He hears the water; its white-flecked waves like the tossing of headstrong horses. He gasps to catch his breath, pausing at the dividing of two ways. He chooses the path that leads to the hills.
The last buildings slide away. Damp moss grows softly under his feet. The hills loom; black interjections against the star pricked sky.
Linus pauses. How can he know if the men are still following? The moss muffles sound. He turns, but can see nothing as a cloud obscures the moon.
The wind has dropped and a faint mist begins to weave from the ground. It softly consolidates into a haggard human form. Empty sockets lie where eyes once gazed and the ghost's unearthly arms extend unnaturally, its hands, missing several fingers, reaching to touch Linus.
The boy backs away. But other hands pass like spiny whispers over his body and he turns to see men, women and children materialising across the plain. They are more mist than flesh, weaving in weary integration, voiceless yet with a faint scrape of dry bone.
They pass through Linus and move on as though, having examined him, their curiosity is satiated. They drift towards the hills.
The hands that next grasp Linus are heavily human. The Druesim lift and bear him back towards the city. But his encounter with the ghosts has left him as light as a feather. He floats from his captors' grasp, feeling the cold air enter his ethereal frame. He rises as the cloud clears the white face of the moon. The men watch, helpless, as he lifts higher towards the hills.

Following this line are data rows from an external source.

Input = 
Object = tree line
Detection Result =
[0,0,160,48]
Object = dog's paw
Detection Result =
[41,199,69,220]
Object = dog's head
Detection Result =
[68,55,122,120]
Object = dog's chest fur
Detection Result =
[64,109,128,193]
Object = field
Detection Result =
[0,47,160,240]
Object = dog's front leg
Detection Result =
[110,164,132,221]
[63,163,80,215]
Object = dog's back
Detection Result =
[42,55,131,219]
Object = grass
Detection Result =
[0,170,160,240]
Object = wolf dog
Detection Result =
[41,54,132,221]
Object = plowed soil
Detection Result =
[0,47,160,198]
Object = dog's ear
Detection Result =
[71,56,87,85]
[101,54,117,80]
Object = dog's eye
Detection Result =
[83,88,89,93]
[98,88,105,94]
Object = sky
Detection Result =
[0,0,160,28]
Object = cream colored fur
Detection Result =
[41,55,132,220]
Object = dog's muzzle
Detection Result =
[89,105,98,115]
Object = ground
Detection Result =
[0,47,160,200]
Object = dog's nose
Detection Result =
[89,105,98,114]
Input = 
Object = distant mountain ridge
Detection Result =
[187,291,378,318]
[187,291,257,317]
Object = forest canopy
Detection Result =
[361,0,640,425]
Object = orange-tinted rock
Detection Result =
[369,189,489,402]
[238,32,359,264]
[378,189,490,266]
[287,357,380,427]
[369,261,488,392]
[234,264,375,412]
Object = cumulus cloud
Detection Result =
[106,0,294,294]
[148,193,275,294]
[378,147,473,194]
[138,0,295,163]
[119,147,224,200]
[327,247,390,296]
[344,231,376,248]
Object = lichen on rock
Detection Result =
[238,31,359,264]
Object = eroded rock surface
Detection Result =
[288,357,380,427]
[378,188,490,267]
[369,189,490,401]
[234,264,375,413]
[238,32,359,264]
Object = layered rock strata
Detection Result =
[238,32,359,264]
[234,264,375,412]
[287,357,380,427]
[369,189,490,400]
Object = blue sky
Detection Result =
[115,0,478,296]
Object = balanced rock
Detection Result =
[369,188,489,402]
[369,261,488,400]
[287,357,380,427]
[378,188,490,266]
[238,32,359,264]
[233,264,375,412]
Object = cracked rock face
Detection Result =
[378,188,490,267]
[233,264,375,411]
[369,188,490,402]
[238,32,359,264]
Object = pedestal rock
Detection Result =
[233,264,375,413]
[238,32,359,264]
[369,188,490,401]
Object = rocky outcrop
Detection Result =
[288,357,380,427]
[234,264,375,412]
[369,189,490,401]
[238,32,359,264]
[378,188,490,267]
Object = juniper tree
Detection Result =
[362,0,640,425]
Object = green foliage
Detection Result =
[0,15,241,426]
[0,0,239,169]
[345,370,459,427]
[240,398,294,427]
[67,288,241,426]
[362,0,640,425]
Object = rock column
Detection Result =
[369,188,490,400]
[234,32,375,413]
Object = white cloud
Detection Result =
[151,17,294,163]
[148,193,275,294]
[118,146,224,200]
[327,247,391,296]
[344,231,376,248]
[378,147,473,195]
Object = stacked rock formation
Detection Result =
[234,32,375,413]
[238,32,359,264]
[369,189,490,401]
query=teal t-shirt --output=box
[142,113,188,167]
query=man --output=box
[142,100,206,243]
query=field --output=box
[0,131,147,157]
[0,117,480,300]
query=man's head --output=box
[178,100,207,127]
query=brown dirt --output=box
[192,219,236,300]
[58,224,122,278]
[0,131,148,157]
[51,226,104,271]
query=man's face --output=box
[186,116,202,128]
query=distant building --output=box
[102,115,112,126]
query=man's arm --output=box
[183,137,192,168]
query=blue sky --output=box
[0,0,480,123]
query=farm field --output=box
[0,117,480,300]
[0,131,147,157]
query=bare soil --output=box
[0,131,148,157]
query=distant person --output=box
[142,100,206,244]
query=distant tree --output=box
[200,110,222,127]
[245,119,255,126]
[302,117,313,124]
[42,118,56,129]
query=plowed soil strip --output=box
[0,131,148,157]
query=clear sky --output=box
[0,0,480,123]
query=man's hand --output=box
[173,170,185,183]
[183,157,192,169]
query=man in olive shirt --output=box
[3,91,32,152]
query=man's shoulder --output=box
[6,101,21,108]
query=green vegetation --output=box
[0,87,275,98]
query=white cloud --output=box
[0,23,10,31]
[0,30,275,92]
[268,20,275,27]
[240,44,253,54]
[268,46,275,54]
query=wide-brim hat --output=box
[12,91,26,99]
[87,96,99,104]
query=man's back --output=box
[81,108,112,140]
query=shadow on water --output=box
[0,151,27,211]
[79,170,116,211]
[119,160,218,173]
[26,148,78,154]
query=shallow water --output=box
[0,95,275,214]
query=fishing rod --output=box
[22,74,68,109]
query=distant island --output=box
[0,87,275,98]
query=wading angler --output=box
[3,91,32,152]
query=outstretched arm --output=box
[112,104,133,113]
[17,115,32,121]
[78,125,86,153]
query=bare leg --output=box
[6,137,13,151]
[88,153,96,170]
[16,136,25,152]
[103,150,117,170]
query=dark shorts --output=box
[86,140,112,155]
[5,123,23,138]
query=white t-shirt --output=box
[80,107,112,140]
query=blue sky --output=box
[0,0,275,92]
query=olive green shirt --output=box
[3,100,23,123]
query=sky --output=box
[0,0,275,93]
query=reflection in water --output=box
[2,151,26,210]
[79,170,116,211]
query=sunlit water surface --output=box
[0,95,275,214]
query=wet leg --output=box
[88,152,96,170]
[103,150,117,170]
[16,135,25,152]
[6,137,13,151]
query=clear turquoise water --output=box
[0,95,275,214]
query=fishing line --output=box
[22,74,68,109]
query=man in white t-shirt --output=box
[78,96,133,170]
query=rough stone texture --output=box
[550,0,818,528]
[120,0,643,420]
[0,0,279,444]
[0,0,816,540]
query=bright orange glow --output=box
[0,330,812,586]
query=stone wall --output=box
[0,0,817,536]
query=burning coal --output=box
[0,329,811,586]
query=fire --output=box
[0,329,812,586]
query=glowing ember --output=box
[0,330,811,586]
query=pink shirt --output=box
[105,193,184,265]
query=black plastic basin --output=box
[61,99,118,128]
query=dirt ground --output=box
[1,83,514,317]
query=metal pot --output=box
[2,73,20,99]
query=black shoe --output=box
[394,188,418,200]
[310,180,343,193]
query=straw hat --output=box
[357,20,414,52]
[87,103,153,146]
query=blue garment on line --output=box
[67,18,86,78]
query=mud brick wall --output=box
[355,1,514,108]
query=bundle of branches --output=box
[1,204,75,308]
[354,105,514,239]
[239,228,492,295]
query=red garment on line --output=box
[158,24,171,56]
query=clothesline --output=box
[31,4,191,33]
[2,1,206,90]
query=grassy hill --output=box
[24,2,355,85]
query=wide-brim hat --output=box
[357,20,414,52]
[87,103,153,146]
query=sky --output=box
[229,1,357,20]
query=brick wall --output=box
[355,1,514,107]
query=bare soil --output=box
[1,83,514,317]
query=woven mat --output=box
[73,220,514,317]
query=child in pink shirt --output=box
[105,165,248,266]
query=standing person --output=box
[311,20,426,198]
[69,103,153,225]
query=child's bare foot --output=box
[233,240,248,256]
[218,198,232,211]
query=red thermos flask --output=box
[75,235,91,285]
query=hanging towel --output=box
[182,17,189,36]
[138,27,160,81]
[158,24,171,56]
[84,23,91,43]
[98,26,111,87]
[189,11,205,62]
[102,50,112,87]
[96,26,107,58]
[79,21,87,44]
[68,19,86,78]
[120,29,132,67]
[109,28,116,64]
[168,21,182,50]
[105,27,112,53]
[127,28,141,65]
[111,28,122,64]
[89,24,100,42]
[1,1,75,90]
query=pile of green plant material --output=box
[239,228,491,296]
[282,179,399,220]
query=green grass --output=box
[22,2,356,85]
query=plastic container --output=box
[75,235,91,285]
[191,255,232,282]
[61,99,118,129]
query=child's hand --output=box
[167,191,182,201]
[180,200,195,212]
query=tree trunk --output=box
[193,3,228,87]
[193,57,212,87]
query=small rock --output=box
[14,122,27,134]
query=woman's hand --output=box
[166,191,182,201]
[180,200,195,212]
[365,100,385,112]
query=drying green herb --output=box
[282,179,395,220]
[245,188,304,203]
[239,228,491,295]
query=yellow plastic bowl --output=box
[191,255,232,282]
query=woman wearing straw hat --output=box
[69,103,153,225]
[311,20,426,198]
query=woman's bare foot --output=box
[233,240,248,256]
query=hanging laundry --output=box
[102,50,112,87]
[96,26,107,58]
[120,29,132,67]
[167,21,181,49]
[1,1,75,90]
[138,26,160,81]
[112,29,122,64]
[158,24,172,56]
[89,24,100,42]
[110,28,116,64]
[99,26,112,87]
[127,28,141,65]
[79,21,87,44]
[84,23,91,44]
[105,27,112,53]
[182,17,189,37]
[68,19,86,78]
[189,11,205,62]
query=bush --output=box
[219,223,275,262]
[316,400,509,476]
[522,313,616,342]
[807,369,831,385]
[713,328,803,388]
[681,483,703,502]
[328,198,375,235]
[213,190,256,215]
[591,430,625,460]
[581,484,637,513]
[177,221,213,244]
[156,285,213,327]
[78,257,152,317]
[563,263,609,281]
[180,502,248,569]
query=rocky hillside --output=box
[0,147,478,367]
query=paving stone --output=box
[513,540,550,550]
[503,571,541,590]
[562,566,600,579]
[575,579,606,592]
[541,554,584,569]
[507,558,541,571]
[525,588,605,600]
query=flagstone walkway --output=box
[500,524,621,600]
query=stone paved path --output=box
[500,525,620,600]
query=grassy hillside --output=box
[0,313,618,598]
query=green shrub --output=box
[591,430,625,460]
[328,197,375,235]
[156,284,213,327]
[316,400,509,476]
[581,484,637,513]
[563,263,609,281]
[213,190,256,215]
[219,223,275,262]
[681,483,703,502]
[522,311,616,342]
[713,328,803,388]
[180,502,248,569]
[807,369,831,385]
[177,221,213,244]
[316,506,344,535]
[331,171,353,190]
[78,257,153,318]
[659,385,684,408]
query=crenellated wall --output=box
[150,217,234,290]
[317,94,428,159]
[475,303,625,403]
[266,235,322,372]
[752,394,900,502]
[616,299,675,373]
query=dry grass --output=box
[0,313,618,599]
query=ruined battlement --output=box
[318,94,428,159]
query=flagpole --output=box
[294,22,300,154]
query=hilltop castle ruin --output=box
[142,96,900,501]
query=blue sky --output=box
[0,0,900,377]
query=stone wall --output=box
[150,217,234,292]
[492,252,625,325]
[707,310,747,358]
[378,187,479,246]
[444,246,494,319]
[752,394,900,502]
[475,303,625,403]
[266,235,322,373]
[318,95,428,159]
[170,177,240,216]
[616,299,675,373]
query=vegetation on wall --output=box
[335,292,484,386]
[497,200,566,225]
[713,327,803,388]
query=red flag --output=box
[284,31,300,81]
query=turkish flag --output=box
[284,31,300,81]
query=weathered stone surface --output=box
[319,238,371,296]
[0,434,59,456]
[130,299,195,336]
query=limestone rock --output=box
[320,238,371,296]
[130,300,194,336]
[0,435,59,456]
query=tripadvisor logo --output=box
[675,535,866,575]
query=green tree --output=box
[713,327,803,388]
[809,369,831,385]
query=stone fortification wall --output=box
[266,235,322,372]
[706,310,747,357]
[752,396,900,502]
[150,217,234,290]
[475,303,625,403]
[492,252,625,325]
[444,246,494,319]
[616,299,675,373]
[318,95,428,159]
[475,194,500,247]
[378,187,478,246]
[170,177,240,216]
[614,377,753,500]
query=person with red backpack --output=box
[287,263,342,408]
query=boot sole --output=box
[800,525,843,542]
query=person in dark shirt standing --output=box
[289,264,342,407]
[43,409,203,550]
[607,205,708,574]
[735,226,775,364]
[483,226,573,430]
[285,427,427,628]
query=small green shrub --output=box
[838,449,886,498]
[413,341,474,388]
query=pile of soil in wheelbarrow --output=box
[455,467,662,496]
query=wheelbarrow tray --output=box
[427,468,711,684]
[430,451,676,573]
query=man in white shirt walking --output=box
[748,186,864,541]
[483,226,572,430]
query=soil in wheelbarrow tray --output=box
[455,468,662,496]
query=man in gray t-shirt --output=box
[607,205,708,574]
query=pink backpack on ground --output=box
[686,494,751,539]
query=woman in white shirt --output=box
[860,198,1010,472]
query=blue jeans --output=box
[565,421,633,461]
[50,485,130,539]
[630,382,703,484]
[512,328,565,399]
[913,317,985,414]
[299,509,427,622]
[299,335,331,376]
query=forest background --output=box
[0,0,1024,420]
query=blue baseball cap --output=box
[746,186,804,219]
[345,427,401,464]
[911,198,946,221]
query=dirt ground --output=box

Nayia sat on the mound of ancient stones before the wind-cleaned bones of her father. He had ruled the province before Baezok claimed the city. She had seen him murdered by the city wall.
Now the bleached bones spoke to her. They were hung to catch the wind and when it shifted them gently, Nayia heard sentiments of reconciliation to the barbarity that had been perpetrated. But when the wind rose they swung wildly, warning her of retribution from those left alive. Then she rose and, consumed with anger, began a deep dance, expressing her intention to avenge her father's death.
Often in the damp dawn, haunted survivors stood in a long line, stretching from the city to Nayia's oracle. They had elevated her to a priestess who could reassure them in the face of fear. When they were with her, the ghosts dissolved.
With her fair hair coiled with perennial plants, she spoke with quiet authority, breathing her intention to avenge the deaths like a pious prayer. The ghosts would go, she affirmed, when tyrants like Baezok had been destroyed. And she would vanquish the oppressors with magic.
Her mind was bereft of reason; fractured by the shock of witnessing death. The voices of the bones spoke only in her head.
She lay her long hands on the people's lice-ridden hair, exerting a pressure and murmuring assurance. They returned to the city with eyes looking inward; their psyches cleansed until the insidious seeping of dusk brought back the ghosts.
With Nayia's unreason had come an eerie insight. Within a wide radius, she sensed the unfamiliar. The air stirred or, resting her ear to the ground, she heard footsteps that did not belong to the semi-conscious community.
A middle aged man with bedraggled white hair and phantom-filled eyes, had wandered past, crying pitifully. He had not even seen Nayia by the swaying bones. On another occasion two women who had found liquor in the city, had staggered, singing and shouting obscenities, over the plain. They had seen Nayia, her arms raised over the bones and had lurched close to the oracle, but Nayia's insanity had penetrated even their impaired perception and they had veered towards the hills.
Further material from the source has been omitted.